"Below zero degrees?"
Translation:מתחת לאפס מעלות?
Of course, but מתחת matches the English sentence perfectly so it should definitely remain the preferred answer.
Note, however, that פחות takes a different preposition to מתחת. The former takes מ and the latter takes ל. So the sentence would be פחות מאפס מעלות?
Probably in part because the value is represented by אפס and the intervals along the scale against which it is located or compared (as in talking a measurement) is represented by מעלות. Also, it's an entrenched, conventionalized pattern to ask for example how many degrees something is (on a given scale), so that might factor into using the same form or construction is used in communication specific measurements. Finally, like airlibre said, although we might say "one degree" the notions of אפס and zero are somewhat peculiar and unique (compared to other values). Many other things like mass nouns and mass noun construals can have interest exhibit interesting patterns as well.

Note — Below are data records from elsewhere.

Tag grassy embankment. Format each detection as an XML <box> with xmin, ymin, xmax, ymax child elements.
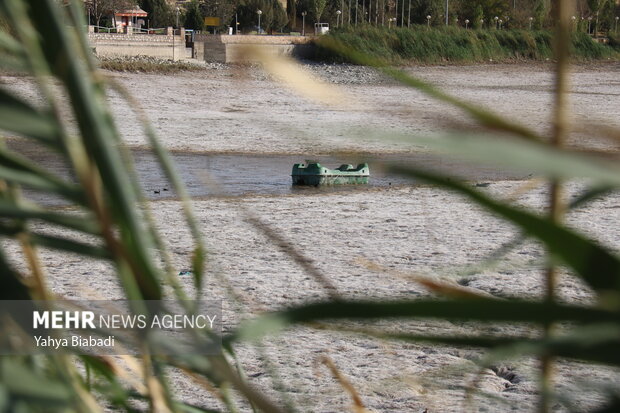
<box><xmin>99</xmin><ymin>56</ymin><xmax>204</xmax><ymax>74</ymax></box>
<box><xmin>316</xmin><ymin>26</ymin><xmax>620</xmax><ymax>64</ymax></box>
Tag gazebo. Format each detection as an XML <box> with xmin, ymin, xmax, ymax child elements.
<box><xmin>114</xmin><ymin>6</ymin><xmax>148</xmax><ymax>33</ymax></box>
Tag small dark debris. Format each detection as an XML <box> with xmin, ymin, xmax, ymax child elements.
<box><xmin>491</xmin><ymin>366</ymin><xmax>521</xmax><ymax>384</ymax></box>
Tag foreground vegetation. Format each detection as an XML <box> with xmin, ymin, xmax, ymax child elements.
<box><xmin>315</xmin><ymin>26</ymin><xmax>620</xmax><ymax>64</ymax></box>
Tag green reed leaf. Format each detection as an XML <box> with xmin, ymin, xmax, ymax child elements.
<box><xmin>389</xmin><ymin>166</ymin><xmax>620</xmax><ymax>293</ymax></box>
<box><xmin>382</xmin><ymin>135</ymin><xmax>620</xmax><ymax>186</ymax></box>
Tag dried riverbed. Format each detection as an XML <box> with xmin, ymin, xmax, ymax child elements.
<box><xmin>2</xmin><ymin>63</ymin><xmax>620</xmax><ymax>412</ymax></box>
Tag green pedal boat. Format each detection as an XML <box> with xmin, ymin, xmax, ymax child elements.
<box><xmin>291</xmin><ymin>161</ymin><xmax>370</xmax><ymax>186</ymax></box>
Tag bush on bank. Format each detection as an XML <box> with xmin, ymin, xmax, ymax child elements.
<box><xmin>315</xmin><ymin>26</ymin><xmax>620</xmax><ymax>64</ymax></box>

I have no freaking idea. Zero is not a plural word so I would expect it to come with a singular noun. Do you say מעלות no matter if it's 0, 1 or 25.5 degrees?
Zero is not a singular word either. It's a funny customer, but in all the languages I know that have plurals, it uses the plural.
One degree = מעלה אחת same as in English.
This is really crazy, what you write seems to be true and I just can't find out why. Zero is of Arabic origin but it was originally an adjective. My only guess is that this is because it is allegedly an even number. Maybe this use found its way to most languages due to a strong lobby of mathematicians, who wanted this to be reflected.
I like how you think, but no: it has nothing to do with zero being even. The reason is that plural doesn't mean many, but not singular (or not any of the numbers the language already marks, like dual, trial or paucal). Most times, plural matches perfectly with the meaning of many, but it also marked fractions before the existence of the idea of zero.